Engineering Contradictions & Design Principles
Engineering Contradiction Analysis
1Loss of time
If ANA positivity is used to identify future SLE patients, then early detection capability is improved, but false positive rate increases leading to reduced prediction accuracy
Solution Approach 1:
The patent segments the single ANA biomarker into a multi-component biomarker panel including ANA, anti-dsDNA, anti-Smith, anti-Ro, anti-La, and anti-phospholipid antibodies. This segmentation allows each biomarker to contribute specific information, improving prediction accuracy while maintaining early detection capability through the composite risk score.
Solution Approach 2:
The patent creates a composite risk score by combining multiple biomarker measurements (ANA, anti-dsDNA, anti-Smith, anti-Ro, anti-La, anti-phospholipid antibodies) with clinical criteria. This composite approach integrates diverse information sources to achieve both early detection and high prediction accuracy, resolving the contradiction between sensitivity and specificity.
2Measurement precision
If multiple biomarkers are assessed to improve prediction accuracy, then measurement precision is improved, but device complexity and assessment difficulty increase
Solution Approach 1:
The patent develops a unified risk assessment tool that simultaneously evaluates multiple biomarkers (ANA, anti-dsDNA, anti-Smith, anti-Ro, anti-La, anti-phospholipid antibodies) and clinical criteria through a single composite risk score calculation.

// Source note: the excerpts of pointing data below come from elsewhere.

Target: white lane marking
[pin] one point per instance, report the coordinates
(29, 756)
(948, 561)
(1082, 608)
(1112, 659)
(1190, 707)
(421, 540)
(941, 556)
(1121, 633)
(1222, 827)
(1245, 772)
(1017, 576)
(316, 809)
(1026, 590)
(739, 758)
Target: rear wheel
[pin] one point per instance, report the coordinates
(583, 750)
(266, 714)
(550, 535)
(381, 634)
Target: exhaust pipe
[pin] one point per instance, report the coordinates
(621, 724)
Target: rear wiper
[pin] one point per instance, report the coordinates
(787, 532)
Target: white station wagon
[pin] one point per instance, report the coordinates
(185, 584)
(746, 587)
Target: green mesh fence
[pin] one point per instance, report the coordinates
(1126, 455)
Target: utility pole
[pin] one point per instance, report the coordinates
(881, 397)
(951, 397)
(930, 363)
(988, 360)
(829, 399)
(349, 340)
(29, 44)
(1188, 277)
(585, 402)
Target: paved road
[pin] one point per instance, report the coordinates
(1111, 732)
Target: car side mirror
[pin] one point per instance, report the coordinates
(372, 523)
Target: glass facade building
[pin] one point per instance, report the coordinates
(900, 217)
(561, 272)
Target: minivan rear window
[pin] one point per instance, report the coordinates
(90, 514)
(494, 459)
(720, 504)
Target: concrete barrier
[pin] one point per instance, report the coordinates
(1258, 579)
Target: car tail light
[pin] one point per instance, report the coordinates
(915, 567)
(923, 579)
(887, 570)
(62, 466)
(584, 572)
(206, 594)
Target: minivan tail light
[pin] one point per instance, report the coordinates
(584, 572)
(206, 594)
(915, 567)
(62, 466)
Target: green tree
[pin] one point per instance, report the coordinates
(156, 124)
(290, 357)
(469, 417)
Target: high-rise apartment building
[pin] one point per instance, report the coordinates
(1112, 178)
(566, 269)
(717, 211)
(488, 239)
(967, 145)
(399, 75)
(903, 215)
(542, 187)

This multi-functional approach maintains high prediction accuracy while simplifying the assessment process into one integrated tool rather than separate evaluations.
Solution Approach 2:
The patent merges multiple separate biomarker assessments and clinical evaluations into a single composite risk score. By combining the measurement of six different autoantibodies with clinical criteria assessment, the invention creates one unified metric that improves prediction accuracy without requiring complex separate evaluation protocols.
3Reliability
If early intervention is implemented based on risk prediction, then patient outcomes are improved, but treatment costs and resource utilization increase
Solution Approach 1:
The patent enables preliminary identification of high-risk individuals through the composite risk score before clinical SLE manifests. This preliminary action allows targeted early intervention only for those with high predicted risk, improving patient outcomes through timely treatment while avoiding unnecessary resource utilization in low-risk individuals who would not benefit from intervention.
Solution Approach 2:
The patent applies early intervention resources locally and selectively to high-risk individuals identified by the composite risk score, rather than universally to all ANA-positive individuals. This localized approach concentrates resources on patients most likely to benefit, improving outcome reliability while optimizing resource utilization by avoiding treatment of low-risk individuals.
Data Source
AI summary
The present invention includes methods, systems, and kits, for identifying and modifying the treatment of a systemic lupus erythematosus (SLE) patient prior to the presence of autoantibodies, comprising: (a) obtaining a dataset representing protein expression level values for cytokines and molecules; (b) assessing the dataset for protein expression levels of at least one innate serum mediator; (c) assessing the dataset for protein expression levels of at least one adaptive serum mediator; and (d) determining the likelihood that the patient will develop SLE prior to the onset of autoantibodies when compared to a control.